Right phrenic nerve paralysis (PNP) is the most frequently observed complication occurring during cryoballoon ablation (CB). Our aim was to analyze the impact of the premature interruption (PI) of cryoenergy delivery in a large series of consecutive patients during ablation in the right-sided veins on clinical outcome. All consecutive patients having undergone second-generation CB ablation for paroxysmal atrial fibrillation (AF) from July 2012 to September 2014 were included in our analysis.

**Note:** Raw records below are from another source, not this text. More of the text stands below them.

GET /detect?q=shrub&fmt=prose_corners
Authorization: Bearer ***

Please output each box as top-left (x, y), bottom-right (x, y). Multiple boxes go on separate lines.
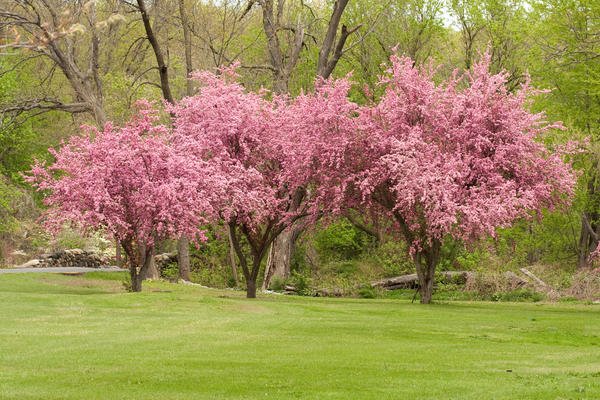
top-left (161, 261), bottom-right (179, 281)
top-left (288, 271), bottom-right (313, 296)
top-left (314, 219), bottom-right (370, 261)
top-left (269, 276), bottom-right (285, 291)
top-left (357, 285), bottom-right (377, 299)
top-left (367, 241), bottom-right (414, 277)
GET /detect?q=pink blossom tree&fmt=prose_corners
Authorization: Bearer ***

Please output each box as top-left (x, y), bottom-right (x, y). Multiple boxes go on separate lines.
top-left (28, 104), bottom-right (215, 292)
top-left (351, 56), bottom-right (575, 303)
top-left (281, 56), bottom-right (575, 304)
top-left (170, 67), bottom-right (312, 298)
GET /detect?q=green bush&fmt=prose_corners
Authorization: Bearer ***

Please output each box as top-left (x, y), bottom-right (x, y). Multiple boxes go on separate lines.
top-left (161, 261), bottom-right (179, 281)
top-left (367, 241), bottom-right (414, 277)
top-left (314, 219), bottom-right (370, 261)
top-left (357, 285), bottom-right (377, 299)
top-left (269, 276), bottom-right (285, 291)
top-left (288, 271), bottom-right (313, 296)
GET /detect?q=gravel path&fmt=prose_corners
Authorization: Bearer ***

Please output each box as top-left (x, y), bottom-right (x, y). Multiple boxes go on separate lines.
top-left (0, 266), bottom-right (124, 274)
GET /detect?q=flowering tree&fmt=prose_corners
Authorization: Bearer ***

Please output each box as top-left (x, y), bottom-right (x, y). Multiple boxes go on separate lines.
top-left (349, 56), bottom-right (576, 303)
top-left (28, 105), bottom-right (214, 292)
top-left (170, 67), bottom-right (312, 298)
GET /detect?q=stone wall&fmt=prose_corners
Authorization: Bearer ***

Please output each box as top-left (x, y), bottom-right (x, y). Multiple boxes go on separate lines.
top-left (18, 249), bottom-right (111, 268)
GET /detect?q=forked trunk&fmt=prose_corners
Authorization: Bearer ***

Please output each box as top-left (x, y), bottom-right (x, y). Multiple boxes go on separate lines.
top-left (123, 241), bottom-right (155, 292)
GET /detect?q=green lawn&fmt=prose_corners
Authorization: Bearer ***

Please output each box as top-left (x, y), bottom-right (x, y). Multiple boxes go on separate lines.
top-left (0, 272), bottom-right (599, 400)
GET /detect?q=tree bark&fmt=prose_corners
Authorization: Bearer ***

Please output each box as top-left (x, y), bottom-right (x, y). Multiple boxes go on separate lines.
top-left (226, 225), bottom-right (240, 286)
top-left (178, 0), bottom-right (194, 96)
top-left (316, 0), bottom-right (360, 79)
top-left (413, 240), bottom-right (441, 304)
top-left (141, 244), bottom-right (159, 280)
top-left (124, 241), bottom-right (154, 292)
top-left (115, 239), bottom-right (122, 268)
top-left (578, 165), bottom-right (600, 268)
top-left (136, 0), bottom-right (175, 104)
top-left (246, 277), bottom-right (257, 298)
top-left (130, 266), bottom-right (143, 292)
top-left (177, 237), bottom-right (191, 281)
top-left (262, 223), bottom-right (302, 289)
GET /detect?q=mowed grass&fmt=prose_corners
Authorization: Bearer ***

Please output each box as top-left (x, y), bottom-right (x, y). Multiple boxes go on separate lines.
top-left (0, 272), bottom-right (599, 400)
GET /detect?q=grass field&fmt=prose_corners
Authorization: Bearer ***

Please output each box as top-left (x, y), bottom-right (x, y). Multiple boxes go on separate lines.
top-left (0, 272), bottom-right (599, 400)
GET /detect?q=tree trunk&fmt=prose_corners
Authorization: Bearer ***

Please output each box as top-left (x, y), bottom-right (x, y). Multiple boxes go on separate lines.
top-left (115, 239), bottom-right (122, 268)
top-left (136, 0), bottom-right (175, 104)
top-left (246, 278), bottom-right (257, 298)
top-left (130, 266), bottom-right (143, 292)
top-left (142, 245), bottom-right (159, 279)
top-left (227, 225), bottom-right (239, 286)
top-left (177, 236), bottom-right (191, 281)
top-left (578, 165), bottom-right (600, 269)
top-left (578, 217), bottom-right (591, 269)
top-left (579, 211), bottom-right (599, 269)
top-left (414, 240), bottom-right (441, 304)
top-left (126, 242), bottom-right (155, 292)
top-left (262, 225), bottom-right (298, 290)
top-left (177, 0), bottom-right (194, 96)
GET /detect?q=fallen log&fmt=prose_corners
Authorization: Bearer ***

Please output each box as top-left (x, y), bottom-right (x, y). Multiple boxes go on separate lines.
top-left (371, 274), bottom-right (418, 289)
top-left (519, 268), bottom-right (555, 292)
top-left (371, 271), bottom-right (471, 290)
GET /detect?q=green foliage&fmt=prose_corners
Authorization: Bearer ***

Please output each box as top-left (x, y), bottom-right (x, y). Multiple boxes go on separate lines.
top-left (492, 210), bottom-right (579, 269)
top-left (189, 225), bottom-right (235, 287)
top-left (357, 285), bottom-right (377, 299)
top-left (314, 219), bottom-right (370, 261)
top-left (367, 241), bottom-right (414, 277)
top-left (288, 270), bottom-right (313, 296)
top-left (121, 273), bottom-right (133, 292)
top-left (268, 276), bottom-right (286, 291)
top-left (160, 261), bottom-right (179, 281)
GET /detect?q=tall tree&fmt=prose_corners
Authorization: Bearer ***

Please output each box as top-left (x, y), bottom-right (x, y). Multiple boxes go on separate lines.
top-left (0, 0), bottom-right (124, 126)
top-left (528, 0), bottom-right (600, 267)
top-left (0, 0), bottom-right (129, 266)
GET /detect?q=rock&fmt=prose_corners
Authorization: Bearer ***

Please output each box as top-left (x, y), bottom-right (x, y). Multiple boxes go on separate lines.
top-left (17, 259), bottom-right (41, 268)
top-left (154, 252), bottom-right (178, 276)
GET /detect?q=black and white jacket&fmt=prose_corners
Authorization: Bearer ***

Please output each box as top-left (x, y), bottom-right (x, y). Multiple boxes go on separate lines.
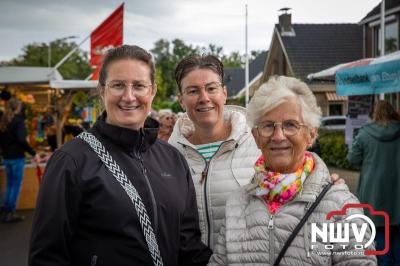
top-left (29, 112), bottom-right (212, 266)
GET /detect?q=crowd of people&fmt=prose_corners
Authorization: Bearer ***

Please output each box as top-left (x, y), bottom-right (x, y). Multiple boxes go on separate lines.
top-left (0, 44), bottom-right (399, 265)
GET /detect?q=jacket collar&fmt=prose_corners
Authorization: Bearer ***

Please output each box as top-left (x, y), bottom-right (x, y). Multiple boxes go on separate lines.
top-left (169, 105), bottom-right (251, 149)
top-left (92, 111), bottom-right (159, 152)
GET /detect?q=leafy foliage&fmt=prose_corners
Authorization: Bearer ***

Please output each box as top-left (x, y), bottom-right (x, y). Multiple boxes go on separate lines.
top-left (318, 130), bottom-right (356, 170)
top-left (151, 38), bottom-right (198, 101)
top-left (6, 40), bottom-right (92, 80)
top-left (152, 100), bottom-right (183, 113)
top-left (226, 96), bottom-right (245, 107)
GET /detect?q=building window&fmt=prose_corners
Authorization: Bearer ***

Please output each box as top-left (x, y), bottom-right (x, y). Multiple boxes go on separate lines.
top-left (374, 21), bottom-right (399, 56)
top-left (329, 103), bottom-right (343, 115)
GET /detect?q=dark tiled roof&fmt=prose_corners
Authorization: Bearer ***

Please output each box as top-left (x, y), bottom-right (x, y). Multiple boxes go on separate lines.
top-left (250, 51), bottom-right (267, 80)
top-left (224, 51), bottom-right (267, 96)
top-left (224, 68), bottom-right (244, 97)
top-left (277, 24), bottom-right (363, 80)
top-left (360, 0), bottom-right (400, 22)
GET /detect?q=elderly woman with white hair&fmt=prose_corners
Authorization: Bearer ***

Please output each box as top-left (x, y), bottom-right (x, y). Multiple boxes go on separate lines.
top-left (209, 76), bottom-right (377, 265)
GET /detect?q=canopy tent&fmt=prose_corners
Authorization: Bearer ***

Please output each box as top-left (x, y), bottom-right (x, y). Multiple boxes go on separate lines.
top-left (50, 80), bottom-right (97, 90)
top-left (0, 66), bottom-right (63, 84)
top-left (307, 51), bottom-right (400, 96)
top-left (0, 66), bottom-right (97, 90)
top-left (0, 66), bottom-right (98, 148)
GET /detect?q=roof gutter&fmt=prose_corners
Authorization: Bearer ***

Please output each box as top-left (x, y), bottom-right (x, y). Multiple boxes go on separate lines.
top-left (359, 6), bottom-right (400, 25)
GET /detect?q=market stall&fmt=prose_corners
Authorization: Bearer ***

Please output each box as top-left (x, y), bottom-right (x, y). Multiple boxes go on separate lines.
top-left (0, 66), bottom-right (98, 209)
top-left (307, 50), bottom-right (400, 100)
top-left (307, 51), bottom-right (400, 146)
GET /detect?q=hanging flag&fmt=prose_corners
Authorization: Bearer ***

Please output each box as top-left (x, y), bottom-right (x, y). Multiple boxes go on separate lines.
top-left (90, 3), bottom-right (124, 80)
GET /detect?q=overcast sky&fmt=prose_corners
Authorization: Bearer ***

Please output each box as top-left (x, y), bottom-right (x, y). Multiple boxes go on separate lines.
top-left (0, 0), bottom-right (381, 62)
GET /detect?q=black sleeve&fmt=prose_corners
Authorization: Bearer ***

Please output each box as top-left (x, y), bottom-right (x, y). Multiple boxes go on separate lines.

Exclusion criteria were persistent AF, presence of an intracavitary thrombus, uncontrolled heart failure, moderate or severe valvular disease, left atrium (LA) diameter ≥55 mm, and contraindications to general anesthesia. A total 287 consecutive patients with drug-resistant paroxysmal AF having undergone pulmonary vein isolation by means of CB technology (male 65%, age 57.6 ± 13.1 years) were included. The incidence of PNP in the study population was 8.0% (23/287). At a mean follow-up of 11.5 ± 3.9 months, the success rate without antiarrhythmic therapy was 81.6%. Patients with PNP had similar rates of AF recurrence compared with those without PNP (17.4% vs. 17.8%; P = 0.9); the former had a mean follow-up of 10.9 ± 3.7 months, the latter 11.8 ± 4.5 months (P = 0.3). Conclusion: Our findings show that patients in whom freezing was interrupted due to PNP had a similar outcome on 1-year follow-up compared with those in whom freezing cycles were completed in the septal veins. No baseline clinical or procedural characteristics were found to predict AF recurrence in patients having experienced PNP.